Наиль Рашидович перестал скакать и, сверкая чёрными татарскими глазами, вплотную приблизился к Садовникову, сказал зловеще:
– Сейчас вы, дорогой профессор, не начнёте вращаться! А когда умрёте, как миленький, изволите-с!
«Пизда коллеге. И мне пиздец! – смекнул профессор. – Убьёт психопат!»
У старого учёного, давно забывшего, как выглядит сочный персик молодой и глупой студентки, больно кольнуло сердце. Он был дряхл и немощен, поэтому не смог бы оказать должного сопротивления при покушении.
– Да вы не удивляйтесь, Борис Пименович! – Угомонившийся доцент взял коллегу под локоть и повёл к креслу. – Вы же знаете, что я в командировке был, мы там новый сейсмограф испытывали.
– Ну-у-у… – испуганно согласился Садовников, в мыслях малодушно изменяя атеизму.

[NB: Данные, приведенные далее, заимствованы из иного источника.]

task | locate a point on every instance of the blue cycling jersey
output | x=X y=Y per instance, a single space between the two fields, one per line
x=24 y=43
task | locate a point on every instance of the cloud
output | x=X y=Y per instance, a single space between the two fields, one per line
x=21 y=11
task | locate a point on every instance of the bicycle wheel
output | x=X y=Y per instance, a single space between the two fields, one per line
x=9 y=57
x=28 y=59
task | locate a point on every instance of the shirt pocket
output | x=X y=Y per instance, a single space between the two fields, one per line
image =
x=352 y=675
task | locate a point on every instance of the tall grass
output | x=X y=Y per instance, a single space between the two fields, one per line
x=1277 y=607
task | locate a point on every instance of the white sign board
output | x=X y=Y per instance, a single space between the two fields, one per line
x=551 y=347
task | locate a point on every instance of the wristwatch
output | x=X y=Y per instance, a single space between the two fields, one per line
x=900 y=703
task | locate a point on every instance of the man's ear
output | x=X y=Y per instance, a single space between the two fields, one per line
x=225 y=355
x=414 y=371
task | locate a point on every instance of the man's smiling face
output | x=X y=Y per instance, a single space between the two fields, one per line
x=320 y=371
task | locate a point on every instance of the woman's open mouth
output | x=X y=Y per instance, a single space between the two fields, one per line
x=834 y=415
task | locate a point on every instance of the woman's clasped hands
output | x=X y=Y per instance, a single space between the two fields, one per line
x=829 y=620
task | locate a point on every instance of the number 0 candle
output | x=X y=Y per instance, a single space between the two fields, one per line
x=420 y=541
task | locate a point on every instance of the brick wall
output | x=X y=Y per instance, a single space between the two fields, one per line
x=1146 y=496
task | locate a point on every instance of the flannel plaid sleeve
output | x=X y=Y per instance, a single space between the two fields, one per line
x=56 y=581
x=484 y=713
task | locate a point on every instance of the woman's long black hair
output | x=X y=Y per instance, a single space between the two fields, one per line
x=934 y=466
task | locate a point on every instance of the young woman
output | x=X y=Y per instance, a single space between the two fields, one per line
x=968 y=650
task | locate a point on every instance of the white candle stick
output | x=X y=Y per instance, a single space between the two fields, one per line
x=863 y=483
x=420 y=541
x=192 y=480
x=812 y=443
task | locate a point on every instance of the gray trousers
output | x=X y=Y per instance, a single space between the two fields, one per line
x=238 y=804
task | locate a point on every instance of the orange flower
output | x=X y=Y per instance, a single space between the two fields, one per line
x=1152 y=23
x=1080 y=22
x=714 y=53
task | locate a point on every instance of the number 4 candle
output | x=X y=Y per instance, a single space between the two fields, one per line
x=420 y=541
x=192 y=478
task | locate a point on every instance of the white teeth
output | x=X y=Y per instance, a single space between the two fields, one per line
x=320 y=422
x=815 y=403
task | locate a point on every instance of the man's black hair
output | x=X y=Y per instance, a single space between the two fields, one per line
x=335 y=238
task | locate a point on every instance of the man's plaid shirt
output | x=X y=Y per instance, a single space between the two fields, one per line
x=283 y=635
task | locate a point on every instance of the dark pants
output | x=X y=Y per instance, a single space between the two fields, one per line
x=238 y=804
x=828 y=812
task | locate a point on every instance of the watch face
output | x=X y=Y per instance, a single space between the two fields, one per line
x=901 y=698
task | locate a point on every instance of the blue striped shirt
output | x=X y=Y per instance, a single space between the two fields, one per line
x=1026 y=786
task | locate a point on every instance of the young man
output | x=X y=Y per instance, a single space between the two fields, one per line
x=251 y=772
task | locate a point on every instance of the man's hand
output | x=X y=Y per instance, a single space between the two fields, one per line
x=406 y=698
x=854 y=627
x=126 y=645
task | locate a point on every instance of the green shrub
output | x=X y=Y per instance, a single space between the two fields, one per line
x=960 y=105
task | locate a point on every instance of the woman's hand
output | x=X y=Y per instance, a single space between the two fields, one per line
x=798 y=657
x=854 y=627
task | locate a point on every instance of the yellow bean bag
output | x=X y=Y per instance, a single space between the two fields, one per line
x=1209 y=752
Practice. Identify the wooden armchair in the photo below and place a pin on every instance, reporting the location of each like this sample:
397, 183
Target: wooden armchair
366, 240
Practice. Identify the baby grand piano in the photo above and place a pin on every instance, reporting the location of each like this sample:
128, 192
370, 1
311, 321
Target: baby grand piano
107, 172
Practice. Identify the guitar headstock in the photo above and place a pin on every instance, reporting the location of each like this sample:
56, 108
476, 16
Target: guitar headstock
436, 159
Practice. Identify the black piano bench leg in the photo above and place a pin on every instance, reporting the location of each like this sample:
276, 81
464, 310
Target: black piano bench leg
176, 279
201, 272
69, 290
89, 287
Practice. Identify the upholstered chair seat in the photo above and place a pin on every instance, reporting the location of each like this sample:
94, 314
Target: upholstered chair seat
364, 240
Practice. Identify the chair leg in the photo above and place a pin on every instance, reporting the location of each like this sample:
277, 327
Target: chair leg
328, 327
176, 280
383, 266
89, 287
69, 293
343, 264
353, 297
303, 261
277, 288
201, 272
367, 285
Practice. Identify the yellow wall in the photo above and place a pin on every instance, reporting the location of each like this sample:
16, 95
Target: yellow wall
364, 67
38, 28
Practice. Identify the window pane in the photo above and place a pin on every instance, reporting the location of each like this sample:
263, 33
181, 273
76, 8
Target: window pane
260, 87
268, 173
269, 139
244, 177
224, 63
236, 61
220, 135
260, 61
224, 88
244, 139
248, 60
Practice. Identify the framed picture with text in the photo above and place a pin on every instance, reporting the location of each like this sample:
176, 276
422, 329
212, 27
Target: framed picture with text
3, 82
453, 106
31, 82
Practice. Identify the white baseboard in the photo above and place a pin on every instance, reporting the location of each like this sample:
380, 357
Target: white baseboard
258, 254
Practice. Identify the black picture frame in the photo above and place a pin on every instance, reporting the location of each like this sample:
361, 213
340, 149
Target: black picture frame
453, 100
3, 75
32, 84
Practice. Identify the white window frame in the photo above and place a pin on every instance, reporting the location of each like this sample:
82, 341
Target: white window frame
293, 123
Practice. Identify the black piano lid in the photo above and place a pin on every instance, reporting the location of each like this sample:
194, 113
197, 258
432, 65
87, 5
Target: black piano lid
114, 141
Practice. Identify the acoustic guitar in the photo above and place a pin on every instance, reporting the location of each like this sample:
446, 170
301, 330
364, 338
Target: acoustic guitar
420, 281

– Транзитом на одну ночь были в Свердловске… тьфу… в Екатеринбурге. Я не утерпел, решил его включить, ещё раз проверить сейсмограф этот. В гостинице не включишь: город, вибрации, бляди. А прибор чувствительный. Я взял аккумулятор и поехал с ним на ближайшее кладбище, Ивановское, значит. Запускаю, а там, помимо шумов, ритмичные высокочастотные подземные толчки высрались. Несильные такие. И эпицентр на вершине холма! Представляете?
– Угу!
– Поднимаюсь на холм, а там могила Бажова!
– Угу! – заело слушателя.
– Угу, угу! Хер похож на кочергу! – снова раздухарился доцент. – Включаю сейсмограф, а он, собака, фиксирует толчки на небольшой глубине прямо под могилой!
– Могилой? – слабо спросил профессор. – Наиль, родной, у меня внуки, студенты. Не надо…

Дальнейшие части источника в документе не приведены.